Seguramente, Alba Editorial hace bastante más por Gide, editando una selección de sus diarios con el escueto título de «Diario», preparado, traducido y prologado por Laura Freixas. Yo no sé hasta qué punto tenemos derecho a leer diarios ajenos, entendiendo que se trata de documentos privados. Evidentemente, se trata de diarios escritos con el solo objeto de ser publicados, esto es, de la privacidad entendida como ficción. Jacques Prévert, refiriéndose a la presunta sinceridad de Gide, solía decir que el común de los mortales tenía una sola sinceridad mientras que Gide tenía doce. Hay diarios «íntimos» que se escriben para recordar, otros para demostrarse a sí mismo y si procede a los demás lo grande que es el diarista, otros como desahogo de almas melancólicas (lo que parecen ser los casos de los diarios de Amiel y de Marie Laurencin, tan alabados), y otros, en fin, porque no tienen cosa mejor que escribir, como les sucede a tantos jóvenes y no tan jóvenes poetas de ahora; y, en fin, todos estos diarios son para publicar tarde o temprano, incluidos (y ésos antes que cualquier otros) los que están salvaguardados por la recomendación de que sean destruidos después de la muerte del autor. Si el autor desea destruir algo, ¿por qué les deja ese trabajo a los albaceas?
Los diarios de Gide al menos tienen un aspecto de sinceridad: han sido escritos para ser publicados. Iniciados en 1889, alcanzan hasta 1949, y pueden ser considerados como otra miscelánea, como lo fueron «Los alimentos terrestres» y «Los nuevos alimentos».

Día a día, Gide refiere sus lecturas, sus conversaciones con intelectuales de fuste, sus amores con jovencitas... Lo que no es inconveniente para que estos diarios sean la obra más importante de Gide. El escritor, muy representativo de su época convulsa, pasó del humanismo al comunismo, y cuando se desenganchó de esto último, los «progres» no se lo perdonaron: todavía en una edición de «Los monederos falsos» de Seix Barral de 1969 se le considera «próximo al fascismo». La Iglesia, por su parte, incluyó toda su obra en el Índice en 1952.
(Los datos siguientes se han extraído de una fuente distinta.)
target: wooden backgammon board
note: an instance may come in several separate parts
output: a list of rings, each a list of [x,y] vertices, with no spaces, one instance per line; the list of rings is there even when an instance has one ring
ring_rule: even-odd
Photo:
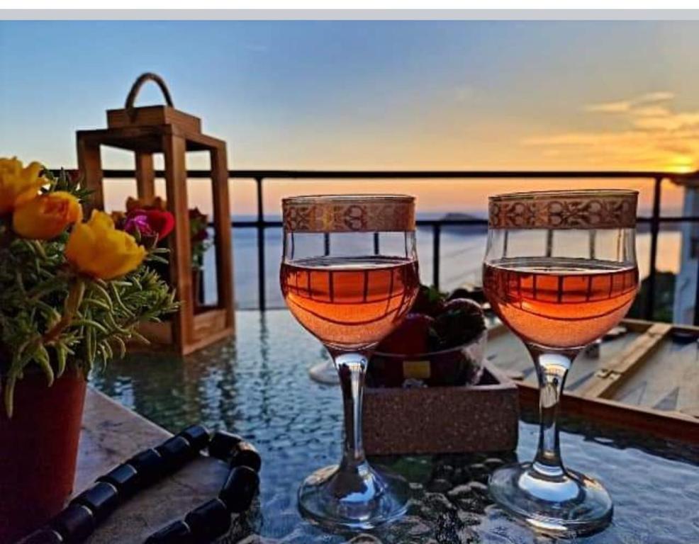
[[[699,443],[699,328],[625,319],[615,332],[597,356],[576,359],[564,412]],[[523,405],[537,404],[534,365],[503,325],[488,331],[486,358],[515,381]]]

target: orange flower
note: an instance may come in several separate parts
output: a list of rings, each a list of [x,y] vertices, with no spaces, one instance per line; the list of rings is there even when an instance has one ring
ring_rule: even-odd
[[[82,220],[78,199],[63,191],[47,193],[21,204],[12,215],[12,228],[23,238],[49,240]]]
[[[26,168],[17,159],[0,157],[0,215],[9,213],[33,198],[46,180],[39,177],[43,166],[33,162]]]
[[[77,223],[65,247],[65,256],[79,271],[111,280],[135,270],[145,257],[135,239],[114,227],[109,215],[96,210],[89,221]]]

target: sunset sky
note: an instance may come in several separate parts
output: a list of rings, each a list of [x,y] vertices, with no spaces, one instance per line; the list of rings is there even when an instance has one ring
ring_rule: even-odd
[[[0,21],[0,154],[74,166],[74,131],[105,126],[151,71],[228,142],[233,168],[693,171],[698,51],[693,21]],[[146,86],[140,102],[161,101]],[[648,181],[581,182],[595,183],[649,202]],[[234,210],[252,212],[252,184],[234,186]],[[522,186],[361,186],[415,193],[423,211],[482,210]],[[352,190],[270,183],[266,204]],[[680,194],[668,184],[664,205]]]

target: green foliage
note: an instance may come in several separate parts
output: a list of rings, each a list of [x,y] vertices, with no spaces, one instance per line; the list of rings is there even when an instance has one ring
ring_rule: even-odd
[[[50,180],[49,191],[86,192],[65,173]],[[11,415],[17,380],[37,366],[50,385],[67,365],[85,375],[104,366],[127,343],[146,341],[141,321],[157,321],[174,311],[174,293],[147,264],[108,281],[77,275],[64,255],[67,232],[50,241],[14,237],[8,217],[0,218],[0,377]],[[155,249],[152,261],[162,261]]]
[[[206,231],[208,224],[205,214],[198,208],[189,210],[189,234],[191,246],[191,267],[193,270],[201,270],[204,266],[204,256],[211,246]]]

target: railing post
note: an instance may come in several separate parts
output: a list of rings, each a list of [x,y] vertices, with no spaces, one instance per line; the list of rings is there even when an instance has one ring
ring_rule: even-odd
[[[662,177],[655,178],[653,187],[653,215],[651,217],[651,256],[648,272],[648,290],[646,293],[646,305],[644,317],[652,321],[655,310],[656,261],[658,256],[658,233],[660,231],[660,193]]]
[[[691,238],[690,238],[691,240]],[[691,242],[690,242],[691,244]],[[692,249],[690,248],[690,255],[691,256]],[[697,255],[697,288],[694,292],[694,326],[699,327],[699,255]],[[680,316],[681,319],[681,316]]]
[[[435,289],[440,288],[440,238],[442,225],[435,223],[432,227],[432,283]]]
[[[267,307],[264,285],[264,208],[262,203],[262,179],[255,178],[257,186],[257,299],[259,309]]]

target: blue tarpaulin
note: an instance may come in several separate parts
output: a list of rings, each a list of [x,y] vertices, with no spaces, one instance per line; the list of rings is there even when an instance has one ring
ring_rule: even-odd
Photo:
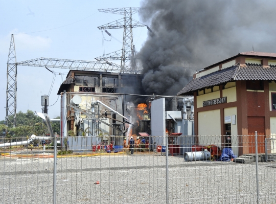
[[[229,162],[232,158],[237,158],[231,148],[225,148],[222,150],[222,153],[219,161],[222,162]]]

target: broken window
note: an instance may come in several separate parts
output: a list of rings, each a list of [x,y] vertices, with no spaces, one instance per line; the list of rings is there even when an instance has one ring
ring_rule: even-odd
[[[79,88],[80,92],[95,92],[95,87],[80,86]]]

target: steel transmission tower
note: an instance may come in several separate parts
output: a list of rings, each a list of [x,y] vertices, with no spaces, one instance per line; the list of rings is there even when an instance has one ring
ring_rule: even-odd
[[[104,55],[95,59],[101,60],[121,60],[122,73],[137,73],[137,66],[135,48],[133,46],[132,28],[147,26],[133,19],[132,14],[137,13],[141,8],[119,8],[116,9],[98,9],[99,11],[104,13],[123,15],[120,19],[99,26],[100,30],[124,29],[123,37],[123,48],[121,50]]]
[[[6,125],[8,123],[15,127],[16,117],[16,90],[17,65],[15,55],[15,46],[13,35],[11,35],[8,62],[7,63],[7,101],[6,104]],[[7,134],[7,132],[6,132]],[[6,134],[7,135],[7,134]]]
[[[7,68],[6,124],[16,126],[17,65],[48,68],[67,69],[100,72],[120,72],[121,67],[107,60],[94,61],[41,57],[22,62],[16,62],[13,35],[11,35]],[[6,131],[7,134],[7,131]],[[7,135],[7,134],[6,134]]]

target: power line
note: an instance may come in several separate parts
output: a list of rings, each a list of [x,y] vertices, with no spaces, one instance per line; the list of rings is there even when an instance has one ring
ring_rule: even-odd
[[[71,25],[72,25],[72,24],[76,24],[76,22],[79,22],[80,21],[82,21],[83,20],[84,20],[85,19],[86,19],[88,17],[89,17],[90,16],[93,16],[93,15],[94,15],[95,13],[98,13],[98,12],[95,12],[94,13],[93,13],[93,14],[87,16],[87,17],[85,17],[84,18],[82,18],[82,19],[81,20],[78,20],[76,22],[72,22],[72,24],[67,24],[65,26],[60,26],[59,27],[57,27],[57,28],[51,28],[50,29],[47,29],[47,30],[42,30],[42,31],[35,31],[35,32],[30,32],[29,33],[18,33],[18,34],[14,34],[14,35],[22,35],[22,34],[29,34],[29,33],[39,33],[39,32],[43,32],[43,31],[50,31],[50,30],[54,30],[54,29],[57,29],[58,28],[62,28],[62,27],[65,27],[65,26],[70,26]]]

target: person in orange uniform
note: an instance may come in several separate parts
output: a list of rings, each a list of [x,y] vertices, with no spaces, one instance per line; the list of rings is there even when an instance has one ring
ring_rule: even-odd
[[[141,141],[140,140],[140,139],[139,138],[139,137],[137,137],[137,138],[136,138],[136,140],[135,140],[135,147],[136,147],[136,149],[139,149],[140,148],[140,144],[141,144]]]
[[[127,148],[126,138],[124,138],[124,148]]]

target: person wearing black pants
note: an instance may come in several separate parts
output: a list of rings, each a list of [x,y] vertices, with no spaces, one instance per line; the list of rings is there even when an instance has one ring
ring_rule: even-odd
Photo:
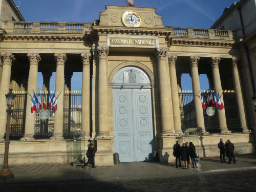
[[[178,168],[178,159],[179,159],[179,165],[181,167],[181,163],[180,162],[180,141],[177,141],[176,144],[174,145],[174,155],[176,157],[175,163],[176,168]]]
[[[226,152],[226,147],[224,143],[223,143],[223,139],[221,139],[220,142],[218,144],[218,147],[220,149],[220,158],[222,163],[226,163],[225,161],[225,153]],[[222,159],[223,160],[222,161]]]
[[[88,155],[88,161],[87,163],[84,163],[84,164],[82,166],[82,168],[85,168],[88,164],[92,162],[93,164],[92,168],[96,168],[94,163],[94,155],[93,152],[94,151],[94,147],[93,147],[93,144],[91,143],[90,146],[88,147],[88,152],[89,152],[89,155]]]

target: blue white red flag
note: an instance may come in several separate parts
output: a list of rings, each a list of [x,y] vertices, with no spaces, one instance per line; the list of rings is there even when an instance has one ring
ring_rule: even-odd
[[[45,110],[46,110],[46,94],[45,92],[44,92],[44,101],[43,101],[43,104],[44,104],[44,109]]]
[[[126,0],[127,7],[135,7],[133,0]]]
[[[38,92],[38,109],[39,110],[42,109],[42,101],[41,100],[41,95],[40,92]]]

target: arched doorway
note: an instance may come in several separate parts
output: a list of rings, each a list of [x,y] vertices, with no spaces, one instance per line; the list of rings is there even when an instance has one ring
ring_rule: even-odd
[[[127,67],[113,83],[115,153],[121,162],[150,161],[155,150],[151,81],[142,70]]]

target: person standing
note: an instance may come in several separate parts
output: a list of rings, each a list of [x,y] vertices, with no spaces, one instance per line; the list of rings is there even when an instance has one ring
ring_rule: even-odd
[[[92,162],[93,164],[92,168],[96,168],[94,162],[94,154],[93,154],[94,151],[94,147],[93,147],[93,144],[91,143],[90,144],[90,146],[88,147],[88,152],[89,152],[89,155],[88,155],[88,161],[82,166],[82,168],[85,168],[86,166],[88,165],[88,164],[91,162]]]
[[[183,168],[187,168],[187,161],[188,149],[185,146],[185,143],[183,143],[182,146],[180,147],[180,152],[181,154],[181,160],[183,161]]]
[[[230,141],[230,139],[228,139],[228,143],[227,144],[227,151],[228,152],[228,156],[229,156],[229,160],[228,161],[228,164],[231,163],[231,158],[233,158],[233,160],[234,161],[234,163],[237,163],[236,161],[236,159],[234,158],[234,146],[233,143],[232,143]]]
[[[178,168],[178,159],[179,159],[179,165],[181,167],[181,163],[180,162],[180,141],[177,141],[176,144],[174,145],[174,155],[175,156],[175,165],[176,168]]]
[[[188,151],[189,151],[189,146],[188,146],[188,142],[186,142],[185,144],[186,144],[186,145],[185,145],[185,146],[186,147],[186,148],[187,148]],[[188,166],[189,164],[189,154],[188,153],[187,153],[187,167],[189,167],[189,166]]]
[[[218,144],[218,147],[220,149],[220,153],[221,154],[221,161],[222,163],[226,163],[225,161],[225,153],[226,152],[226,147],[225,144],[223,143],[223,139],[221,139],[220,142]],[[223,160],[222,161],[222,159]]]
[[[191,161],[192,161],[192,164],[193,164],[193,167],[192,168],[195,168],[195,165],[196,165],[196,167],[197,167],[197,162],[196,162],[196,157],[197,156],[196,155],[196,147],[194,145],[193,143],[191,142],[189,142],[189,154],[190,156]]]

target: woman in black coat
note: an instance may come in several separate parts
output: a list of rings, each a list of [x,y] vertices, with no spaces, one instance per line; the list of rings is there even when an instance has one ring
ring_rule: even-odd
[[[180,147],[180,153],[181,154],[181,160],[183,161],[183,168],[187,168],[187,154],[188,154],[188,149],[185,146],[185,143],[182,144]],[[186,168],[185,168],[186,167]]]
[[[195,147],[195,145],[194,145],[193,143],[191,142],[189,142],[189,155],[190,156],[191,158],[191,161],[192,161],[192,164],[193,164],[193,167],[192,168],[195,168],[195,165],[194,165],[194,162],[195,162],[195,164],[196,165],[196,167],[197,167],[197,162],[196,162],[196,159],[195,159],[196,157],[197,157],[197,156],[196,155],[196,147]]]

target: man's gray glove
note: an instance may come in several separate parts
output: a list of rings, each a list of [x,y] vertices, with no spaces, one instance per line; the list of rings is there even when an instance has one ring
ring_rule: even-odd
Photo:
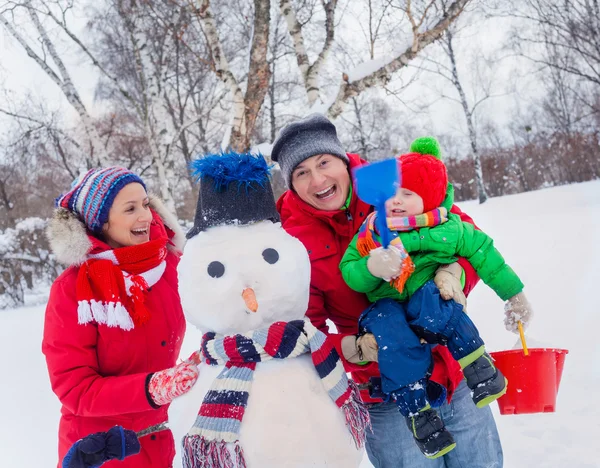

Y aunque el artículo de hoy versa sobre el controvertido autor galo, no quiero terminar sin acudir al recuerdo de un escritor que, por haberlo conocido personalmente, ha dejado en mí una profunda huella literaria y humana.

Yo voy a confesar hoy abiertamente: Valencia, esa ciudad que baña el Mediterráneo, tuvo la fortuna de engendrar uno de los mayores poetas que ha conocido el siglo XX español. Nunca recibió en vida ni los agravios ni los reconocimientos de André Gide, pero hoy empieza a valorarse su obra.

Jamás la ciudad levantina encontrará un  escritor a su altura y calidad humana. Valencia necesita escritores que, como Estellés, fueron amigos de profesión y oficio.

Vicente Andrés Estellés merece una página en la historia de la literatura española.